Friday, October 18, 2013

Creating Worlds: Immanuel Kant and Virtual Reality

Wiki Creative Commons
This idea is still in its infancy, but I wanted to get it up here before it gets carried away in the busy of life. Recently, I've been studying Immanuel Kant's Critique of Pure Reason, and that's got me thinking about the imagination as a creative entity. Kant's overarching idea is that reality is founded in the imaginative representation rather than in actual substance--that the world is really just a series of relationships that  exist between the mind and the body and that the world is thus, in some sense contained within each individual. This has lots of implications, but the quick and dirty summation is that as a result, human beings are, at least in Kant's view, entirely autonomous and actually construct their worlds (actively and passively) through the associations that their imagination makes with objects and ideas in the world around them.

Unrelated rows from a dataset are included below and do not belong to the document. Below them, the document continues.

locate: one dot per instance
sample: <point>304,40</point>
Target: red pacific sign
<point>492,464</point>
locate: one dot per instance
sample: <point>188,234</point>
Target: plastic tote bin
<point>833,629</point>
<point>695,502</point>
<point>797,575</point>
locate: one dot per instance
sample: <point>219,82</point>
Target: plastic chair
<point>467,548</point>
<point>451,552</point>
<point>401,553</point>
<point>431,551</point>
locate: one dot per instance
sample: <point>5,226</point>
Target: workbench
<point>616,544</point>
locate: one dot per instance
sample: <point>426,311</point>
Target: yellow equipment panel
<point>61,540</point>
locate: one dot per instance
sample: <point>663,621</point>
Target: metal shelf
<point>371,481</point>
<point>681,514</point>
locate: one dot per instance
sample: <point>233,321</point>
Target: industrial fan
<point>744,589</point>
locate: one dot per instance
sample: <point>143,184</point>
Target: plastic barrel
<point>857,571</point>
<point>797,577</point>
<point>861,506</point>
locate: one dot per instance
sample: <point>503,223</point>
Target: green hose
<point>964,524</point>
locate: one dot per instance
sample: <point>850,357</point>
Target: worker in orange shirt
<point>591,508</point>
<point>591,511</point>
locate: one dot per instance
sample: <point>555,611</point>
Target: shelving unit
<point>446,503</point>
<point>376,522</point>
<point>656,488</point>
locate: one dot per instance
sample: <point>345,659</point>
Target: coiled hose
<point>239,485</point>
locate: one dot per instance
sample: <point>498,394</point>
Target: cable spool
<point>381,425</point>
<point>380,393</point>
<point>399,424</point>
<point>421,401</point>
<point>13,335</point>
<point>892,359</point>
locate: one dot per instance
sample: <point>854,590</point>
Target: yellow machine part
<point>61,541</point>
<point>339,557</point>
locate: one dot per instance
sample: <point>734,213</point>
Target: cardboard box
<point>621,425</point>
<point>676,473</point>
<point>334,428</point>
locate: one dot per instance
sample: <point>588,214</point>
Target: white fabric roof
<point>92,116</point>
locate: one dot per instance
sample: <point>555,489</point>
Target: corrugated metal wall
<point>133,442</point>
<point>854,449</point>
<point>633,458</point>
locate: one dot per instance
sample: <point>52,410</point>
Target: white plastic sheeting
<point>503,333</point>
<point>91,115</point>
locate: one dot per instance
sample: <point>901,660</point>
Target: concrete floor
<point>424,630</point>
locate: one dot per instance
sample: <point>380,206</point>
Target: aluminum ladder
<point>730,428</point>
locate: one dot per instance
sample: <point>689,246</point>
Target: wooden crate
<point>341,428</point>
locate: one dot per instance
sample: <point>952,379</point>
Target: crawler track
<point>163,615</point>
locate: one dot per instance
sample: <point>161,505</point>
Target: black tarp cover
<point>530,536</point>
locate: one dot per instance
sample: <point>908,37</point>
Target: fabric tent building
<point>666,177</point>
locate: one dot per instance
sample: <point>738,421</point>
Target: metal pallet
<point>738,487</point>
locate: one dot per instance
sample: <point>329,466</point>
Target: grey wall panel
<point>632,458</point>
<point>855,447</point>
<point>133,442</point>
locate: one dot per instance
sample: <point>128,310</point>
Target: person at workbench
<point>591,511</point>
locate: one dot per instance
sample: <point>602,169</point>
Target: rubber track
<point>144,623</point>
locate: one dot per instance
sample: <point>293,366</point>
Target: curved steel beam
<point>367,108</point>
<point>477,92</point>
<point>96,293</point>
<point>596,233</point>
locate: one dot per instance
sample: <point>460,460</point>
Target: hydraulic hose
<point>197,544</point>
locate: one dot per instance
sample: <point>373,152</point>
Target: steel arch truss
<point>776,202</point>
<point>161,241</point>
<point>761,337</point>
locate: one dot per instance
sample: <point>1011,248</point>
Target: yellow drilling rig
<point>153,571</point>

Well, your question now is maybe something like, "What does any of this have to do with virtual reality?" Well, I would say that Kant's model of the world is, in fact, a virtual one. Does an object exist for us because it actually exists or because we perceive its existence? Is something really present within our world if we have no knowledge of it, having never experienced it? For Kant, that answer is no. We create our own worlds, and these worlds are found within our minds. What if, though, there were a way of extracting those worlds and depicting them in a way that was accessible to other people? That's where digital worlds come into play. In a very real sense, digital or virtual worlds become the real-life manifestations of the imaginative representations of the mind. Makers of these virtual worlds create them as explorations of ideas and objects within our own real existence, so these digital spheres become, in effect, real-life extensions of the symbolic or semiotic  relationships that exist within our minds as pertaining to the real world. This is all rather convoluted and likely doesn't make a ton of sense right now, but I guess what I'm getting at is that these virtual worlds that we are creating are simply extensions of the human mind, brought into a manipulable interface.

In short, just as the computer, with its electrical impulses and 'memory,' serves as a symbolic or external brain, these digital worlds, in their exploration of new premises and relationships, become the projection of the human mind into artificial brains. Does that sort of make sense? Do you agree?